State of the World's Minorities and Indigenous Peoples 2013 - Case study: Obstetric fistula - a preventable but deadly condition for mothers in sub-Saharan Africa

Girls who marry young or suffer genital mutilation are at highest risk from obstetric fistula, a hole in the birth canal caused by prolonged or obstructed pregnancy. The condition is easy to treat – the difficulty is getting women the medical care they need.

Obstetric fistula generally occurs as a complication of pregnancy during which labour becomes obstructed – it is often a result of women labouring for many hours or days without access to medical care. Obstructed labour leads to the development of internal tears and leaves women with chronic incontinence. In most cases the baby is stillborn. Left untreated, fistula can lead to chronic medical problems.

While fistula is rare in parts of the globe where emergency obstetric care is available, in sub-Saharan Africa fistula remains a serious health problem. The East, Central and Southern African Health Community (ECSA-HC) estimates that there are approximately 3,000 new fistula cases every year in both Kenya and Tanzania, and that an estimated 250,000 women in Ethiopia are living with fistula.

MRG talked with Jared Momanyi, the project manager at Gynocare Fistula Centre in Eldoret, Kenya, to learn more about the impact of fistula and how the problem can be addressed.

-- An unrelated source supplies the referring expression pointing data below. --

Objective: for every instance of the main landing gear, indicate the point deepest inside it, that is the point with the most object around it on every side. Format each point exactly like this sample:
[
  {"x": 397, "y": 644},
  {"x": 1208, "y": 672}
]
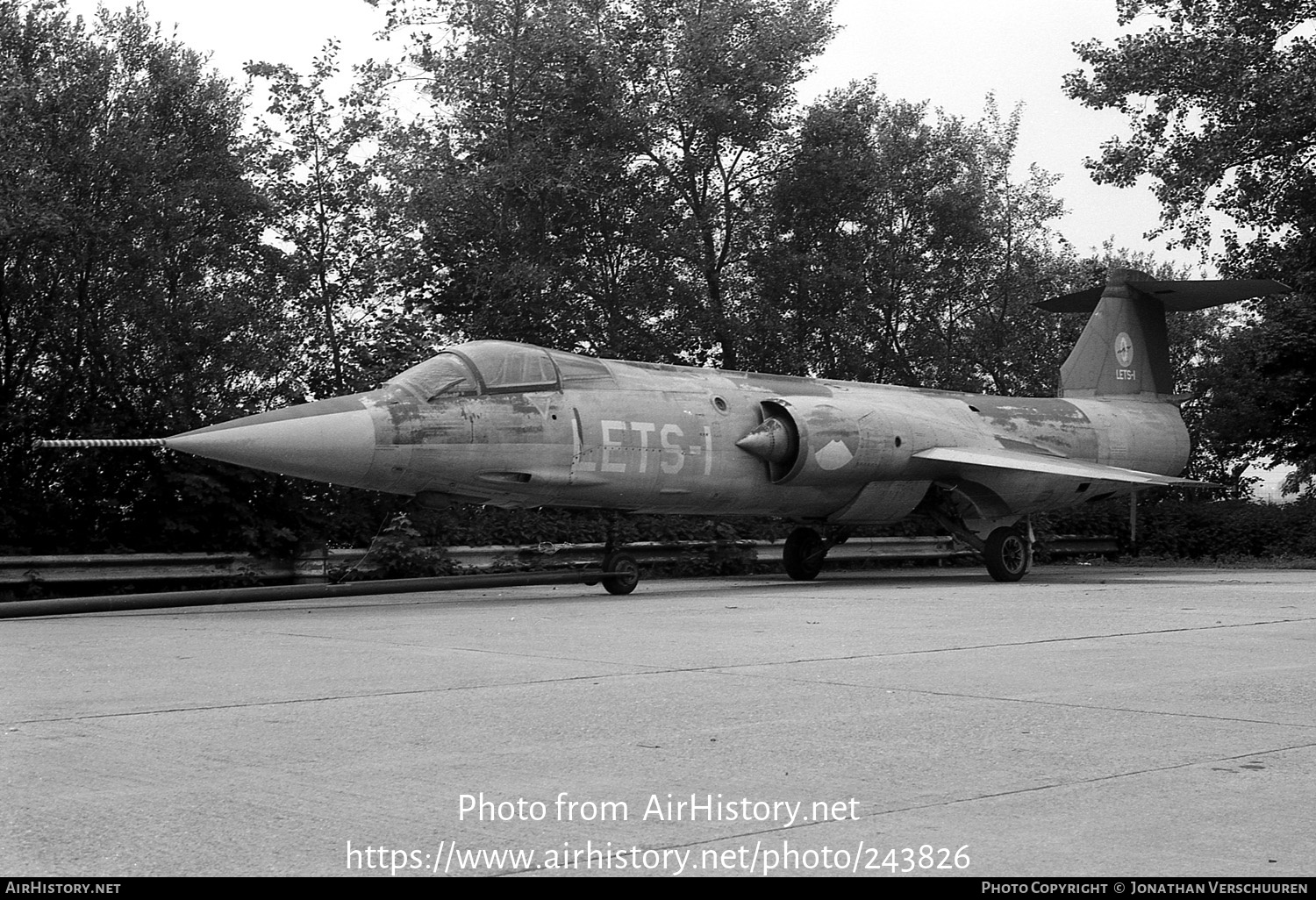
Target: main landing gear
[
  {"x": 805, "y": 550},
  {"x": 1007, "y": 549},
  {"x": 1008, "y": 553}
]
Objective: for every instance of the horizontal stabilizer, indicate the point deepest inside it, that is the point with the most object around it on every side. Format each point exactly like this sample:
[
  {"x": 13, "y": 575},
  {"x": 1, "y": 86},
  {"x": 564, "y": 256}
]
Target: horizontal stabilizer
[
  {"x": 1044, "y": 465},
  {"x": 1176, "y": 296}
]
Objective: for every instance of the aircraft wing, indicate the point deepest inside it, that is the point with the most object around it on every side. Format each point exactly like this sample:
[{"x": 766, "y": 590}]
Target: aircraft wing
[{"x": 1045, "y": 465}]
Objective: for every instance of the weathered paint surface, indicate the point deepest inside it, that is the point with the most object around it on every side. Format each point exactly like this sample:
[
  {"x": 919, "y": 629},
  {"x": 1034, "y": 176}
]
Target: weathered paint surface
[{"x": 663, "y": 439}]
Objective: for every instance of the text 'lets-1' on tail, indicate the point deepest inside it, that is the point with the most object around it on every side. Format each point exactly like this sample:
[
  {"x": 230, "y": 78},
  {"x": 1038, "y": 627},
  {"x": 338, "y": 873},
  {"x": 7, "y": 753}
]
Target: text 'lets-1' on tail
[{"x": 1124, "y": 352}]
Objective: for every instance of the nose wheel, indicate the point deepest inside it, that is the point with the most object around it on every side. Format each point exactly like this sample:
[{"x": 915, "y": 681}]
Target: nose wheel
[
  {"x": 805, "y": 553},
  {"x": 624, "y": 573}
]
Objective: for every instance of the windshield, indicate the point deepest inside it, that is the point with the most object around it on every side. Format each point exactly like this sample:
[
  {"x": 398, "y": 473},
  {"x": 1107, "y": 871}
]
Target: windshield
[
  {"x": 507, "y": 368},
  {"x": 444, "y": 375}
]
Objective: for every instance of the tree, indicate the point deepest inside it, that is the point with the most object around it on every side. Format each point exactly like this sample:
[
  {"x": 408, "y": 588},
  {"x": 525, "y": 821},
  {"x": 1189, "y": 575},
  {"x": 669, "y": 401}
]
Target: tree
[
  {"x": 1221, "y": 104},
  {"x": 597, "y": 161},
  {"x": 128, "y": 239},
  {"x": 337, "y": 225},
  {"x": 905, "y": 252}
]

MRG: Why is fistula an issue for minority and indigenous communities?

JM: Female genital mutilation (FGM) and early marriage are major risk factors for fistula because they increase the risk of obstructed delivery.

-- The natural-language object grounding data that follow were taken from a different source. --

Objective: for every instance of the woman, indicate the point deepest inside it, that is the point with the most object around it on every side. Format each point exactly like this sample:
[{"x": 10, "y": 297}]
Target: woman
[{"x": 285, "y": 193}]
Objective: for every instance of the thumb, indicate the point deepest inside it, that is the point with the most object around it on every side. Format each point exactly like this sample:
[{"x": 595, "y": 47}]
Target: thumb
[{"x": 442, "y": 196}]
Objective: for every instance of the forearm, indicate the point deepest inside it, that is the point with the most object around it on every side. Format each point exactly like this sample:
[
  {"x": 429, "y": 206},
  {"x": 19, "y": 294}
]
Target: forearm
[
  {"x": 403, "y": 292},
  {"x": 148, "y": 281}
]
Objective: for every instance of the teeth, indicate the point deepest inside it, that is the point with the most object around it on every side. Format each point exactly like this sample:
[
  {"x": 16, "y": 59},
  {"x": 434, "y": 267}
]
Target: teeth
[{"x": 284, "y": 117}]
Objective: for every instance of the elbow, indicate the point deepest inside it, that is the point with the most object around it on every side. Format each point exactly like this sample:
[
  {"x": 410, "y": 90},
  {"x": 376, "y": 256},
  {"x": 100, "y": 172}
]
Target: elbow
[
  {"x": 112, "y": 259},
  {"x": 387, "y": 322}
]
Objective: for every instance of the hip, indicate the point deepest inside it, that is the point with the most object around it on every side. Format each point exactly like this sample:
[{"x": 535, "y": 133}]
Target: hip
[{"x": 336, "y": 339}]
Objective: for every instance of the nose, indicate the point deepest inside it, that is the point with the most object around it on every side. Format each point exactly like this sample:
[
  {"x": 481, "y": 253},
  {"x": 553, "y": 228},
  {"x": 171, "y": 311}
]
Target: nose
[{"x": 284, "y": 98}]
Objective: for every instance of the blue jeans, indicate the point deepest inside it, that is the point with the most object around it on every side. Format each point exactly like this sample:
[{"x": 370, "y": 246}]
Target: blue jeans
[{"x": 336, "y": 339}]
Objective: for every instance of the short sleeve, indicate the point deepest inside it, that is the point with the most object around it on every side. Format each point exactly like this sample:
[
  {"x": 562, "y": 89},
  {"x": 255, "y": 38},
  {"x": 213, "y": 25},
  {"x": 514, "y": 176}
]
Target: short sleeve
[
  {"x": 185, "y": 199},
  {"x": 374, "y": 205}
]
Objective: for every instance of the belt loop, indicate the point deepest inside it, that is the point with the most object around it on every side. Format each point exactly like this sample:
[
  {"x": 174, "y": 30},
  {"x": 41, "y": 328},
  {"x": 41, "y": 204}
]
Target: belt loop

Girls who become pregnant before age 19 are at higher risk for fistula because their bodies are not yet fully developed for childbirth. We see a higher rate of these practices in minority and marginalized communities in Kenya and across East Africa. For example, many of our cases come from Pokot, where rates of FGM and early marriage are high. We have begun seeing an increase in cases from Samburu and Maasai communities recently, as those groups have begun to learn about our services. Poverty also is a risk factor, as poverty can lead to girls being married at an earlier age and then have higher risk for fistula.

MRG: How does fistula affect women in their families and communities?

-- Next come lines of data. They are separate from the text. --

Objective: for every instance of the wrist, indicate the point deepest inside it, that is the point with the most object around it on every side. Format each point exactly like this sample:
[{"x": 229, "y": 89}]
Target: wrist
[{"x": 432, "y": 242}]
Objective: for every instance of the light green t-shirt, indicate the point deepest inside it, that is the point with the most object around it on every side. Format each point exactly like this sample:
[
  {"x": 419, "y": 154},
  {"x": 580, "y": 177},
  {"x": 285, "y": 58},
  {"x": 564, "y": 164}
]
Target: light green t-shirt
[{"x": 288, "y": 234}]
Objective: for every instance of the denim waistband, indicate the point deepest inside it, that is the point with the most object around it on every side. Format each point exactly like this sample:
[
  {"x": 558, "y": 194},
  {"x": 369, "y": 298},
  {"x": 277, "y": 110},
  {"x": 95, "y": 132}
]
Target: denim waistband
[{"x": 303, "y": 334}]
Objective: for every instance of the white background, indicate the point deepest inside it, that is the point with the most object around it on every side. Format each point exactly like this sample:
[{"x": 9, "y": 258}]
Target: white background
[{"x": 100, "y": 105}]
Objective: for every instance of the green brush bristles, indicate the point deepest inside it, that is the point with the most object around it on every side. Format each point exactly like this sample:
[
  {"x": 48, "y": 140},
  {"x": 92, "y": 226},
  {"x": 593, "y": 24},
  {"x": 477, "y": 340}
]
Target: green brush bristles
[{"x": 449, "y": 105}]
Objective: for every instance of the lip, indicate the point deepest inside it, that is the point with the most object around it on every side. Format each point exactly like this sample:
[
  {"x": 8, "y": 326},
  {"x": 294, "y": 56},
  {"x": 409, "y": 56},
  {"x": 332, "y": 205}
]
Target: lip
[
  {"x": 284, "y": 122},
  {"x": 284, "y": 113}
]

JM: The stigma associated with fistula is terrible. Because the condition leads to a constant smell of urine, many women are pushed away from their families and communities. For example, just the transport for a woman to come to the hospital can be a difficult experience. Here in Kenya we use matatus (minibuses that seat 14 people in close quarters) and people may refuse to travel with a woman who has fistula because of the smell. How can you get to the hospital if no one will bring you? We have women here who have been dealing with the condition for many years. The victims are so poor and have limited communication with the world outside their community so they may remain with fistula for more than 50 years in some cases. The treatment women have experienced often is so bad that after the surgery some of them do not want to go home. We continue to try to find ways to work on community reintegration for survivors.

MRG: What services does Gynocare's programme provide for women and girls who have fistula?

JM: Gynocare clinic was started by Dr Hillary Mabeya in 2010. Since then we have conducted more than 850 fistula repairs, but we have 300 women on our waiting list. We provide women and girls with surgical repair, post-operative recovery and counselling. The psychosocial impacts on women are very severe and, for many, coming to the clinic is very frightening, so our counsellors provide a critical service to help women feel comfortable. While women are in recovery they stay here with us and we provide their food and housing. The services are free of charge and we receive donor funding to support our work, in particular from Direct Relief International and One By One Fistula Foundation. We have also started a programme in which survivors become community educators. After they have successfully recovered, interested women are trained to spread the word about fistula and to help identify women who are in need of our services. We also have some cases of young girls who come to our clinic. If we find that they might be in danger if they return to their community or if they wish to stay in school, we try to support them financially to do so.

We actually have been receiving patients from other East African countries, including Uganda, Tanzania and even South Sudan. Although there are fistula services in those countries, often it is easier for women living in border areas to reach our services.